Analytics/Archive/Oozie

Oozie has now been deprecated and removed from our systems, so the following information is only retained for historical purposes.

The replacement for Oozie is Airflow

Apache Oozie is a workflow scheduler for Apache Hadoop jobs.

It has some fancy features: most relevantly, jobs may be scheduled based on the existence of data in the cluster. This allows jobs to be scheduled to be run not based only on a current timestamp, but for when the data needed to run a particular job is available.

You can access Oozie via oozie command line client or via Hue at hue.wikimedia.org/hue/jobbrowser/.

As of May 2021, we are running Oozie 4.3.0; the docs for this version are at oozie.apache.org/docs/4.3.0/.

Key terms

action: An action generally represents a single step in a job workflow. Examples include pig scripts, failure notifications, map-reduce jobs, etc.

workflow: Workflows are used to chain actions together. A workflow is synonymous with a job.
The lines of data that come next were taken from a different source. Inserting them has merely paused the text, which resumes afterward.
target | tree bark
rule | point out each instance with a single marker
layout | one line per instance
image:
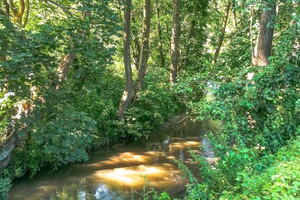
(185, 61)
(66, 63)
(234, 13)
(263, 47)
(174, 42)
(160, 45)
(136, 47)
(221, 38)
(15, 134)
(145, 45)
(125, 99)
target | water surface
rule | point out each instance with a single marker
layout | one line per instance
(115, 172)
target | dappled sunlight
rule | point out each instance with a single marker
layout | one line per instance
(134, 177)
(185, 144)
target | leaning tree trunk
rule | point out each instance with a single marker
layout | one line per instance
(145, 45)
(125, 100)
(263, 48)
(221, 38)
(174, 42)
(160, 46)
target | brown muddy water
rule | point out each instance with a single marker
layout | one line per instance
(120, 172)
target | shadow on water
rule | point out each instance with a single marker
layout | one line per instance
(114, 173)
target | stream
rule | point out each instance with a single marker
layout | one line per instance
(121, 171)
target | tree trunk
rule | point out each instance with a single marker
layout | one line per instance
(160, 46)
(221, 38)
(125, 99)
(263, 47)
(234, 13)
(15, 134)
(145, 45)
(174, 42)
(66, 63)
(185, 61)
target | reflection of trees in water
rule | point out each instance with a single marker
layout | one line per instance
(84, 191)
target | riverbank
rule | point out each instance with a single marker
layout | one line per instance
(112, 173)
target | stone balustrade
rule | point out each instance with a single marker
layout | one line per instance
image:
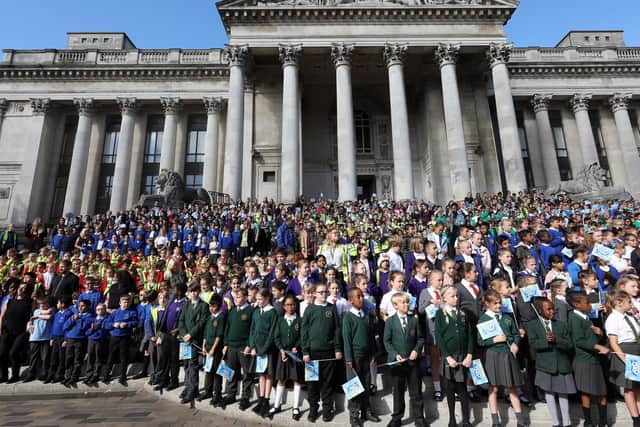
(109, 57)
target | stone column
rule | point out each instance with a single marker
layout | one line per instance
(79, 157)
(120, 185)
(210, 168)
(236, 56)
(290, 147)
(498, 55)
(341, 55)
(447, 56)
(394, 54)
(619, 104)
(580, 106)
(171, 107)
(540, 104)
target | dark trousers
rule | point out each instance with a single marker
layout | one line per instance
(11, 353)
(322, 389)
(57, 359)
(38, 359)
(213, 381)
(74, 359)
(118, 348)
(168, 361)
(360, 404)
(191, 375)
(241, 364)
(96, 356)
(407, 374)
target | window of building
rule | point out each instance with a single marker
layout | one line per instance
(194, 157)
(64, 165)
(152, 154)
(363, 133)
(562, 155)
(107, 167)
(524, 148)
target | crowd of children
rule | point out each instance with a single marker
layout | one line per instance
(398, 288)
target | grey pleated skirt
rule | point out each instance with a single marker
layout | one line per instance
(616, 368)
(561, 383)
(502, 369)
(589, 378)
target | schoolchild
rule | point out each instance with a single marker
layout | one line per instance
(549, 338)
(403, 341)
(288, 339)
(501, 364)
(454, 337)
(359, 344)
(587, 343)
(236, 349)
(321, 340)
(261, 342)
(212, 344)
(623, 331)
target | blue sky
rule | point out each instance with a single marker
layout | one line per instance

Workflows describe how actions should run, and how actions should flow. Actions can be chained based on success and failure conditions.
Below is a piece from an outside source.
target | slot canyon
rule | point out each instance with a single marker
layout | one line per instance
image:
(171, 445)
coordinator: Coordinators are used to schedule recurring runs of workflows. They can abstractly describe input and output datasets based on periodicity. Coordinators will submit workflow jobs based on the existence of data.

bundle: A bundle is a logical grouping of coordinators that share commonalities. You can use bundles to start and stop whole groups of coordinators at once.

Description

Let's run through a simple example of how to set up runs of an Oozie job running on the cluster. Have in mind that this is an example just to get you started and that more steps than the ones outlined below are needed to get a job running according to our production standards.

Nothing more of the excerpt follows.